2) In the special case of Luxembourg, a very high number of e-money payments are executed on accounts held in their vast majority by non-residents but recorded in Luxembourg data due to the methodology applied. Therefore, the relative importance of the payment instruments in Luxembourg, as presented in the table, appears to be lower than their actual domestic importance. When disregarding e-money, the relative importance of the main payment instruments in 2011 is as follows: credit transfers (43.84%), direct debits (10.63%), cards (45.40%) and cheques (0.13%).
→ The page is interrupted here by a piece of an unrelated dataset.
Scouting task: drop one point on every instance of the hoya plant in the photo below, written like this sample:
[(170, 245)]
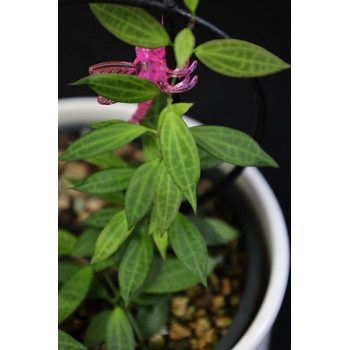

SEPA instruments are included in the respective categories. Information on the SEPA instruments can be found on the ECB’s website ( http://www.ecb.europa.eu/paym/sepa/html/index.en.html).
STEP 2 is considered as a single system.
Among the LVPSs that also process retail payments, CERTIS – a Czech Republic system – is the main contributor in terms of number of transactions to the EU aggregate figure, with 490 million. In terms of value, CERTIS settled €5.5 trillion during 2011.
TARGET2 is the second-generation Trans-European Automated Real-time Gross settlement Express Transfer system. It is operated by the Eurosystem and settles payments in euro in central bank money. EURO1/STEP1 is an EU-wide multilateral net large-value payment system for euro payments operated by EBA CLEARING. Credit transfers and direct debits are processed in EURO1 throughout the day and final balances are settled at the end of the day in TARGET2.
CHAPS Sterling handles sterling-denominated interbank payments.
CLS is a worldwide clearing and settlement system that settles FX transactions on a payment-versus-payment basis.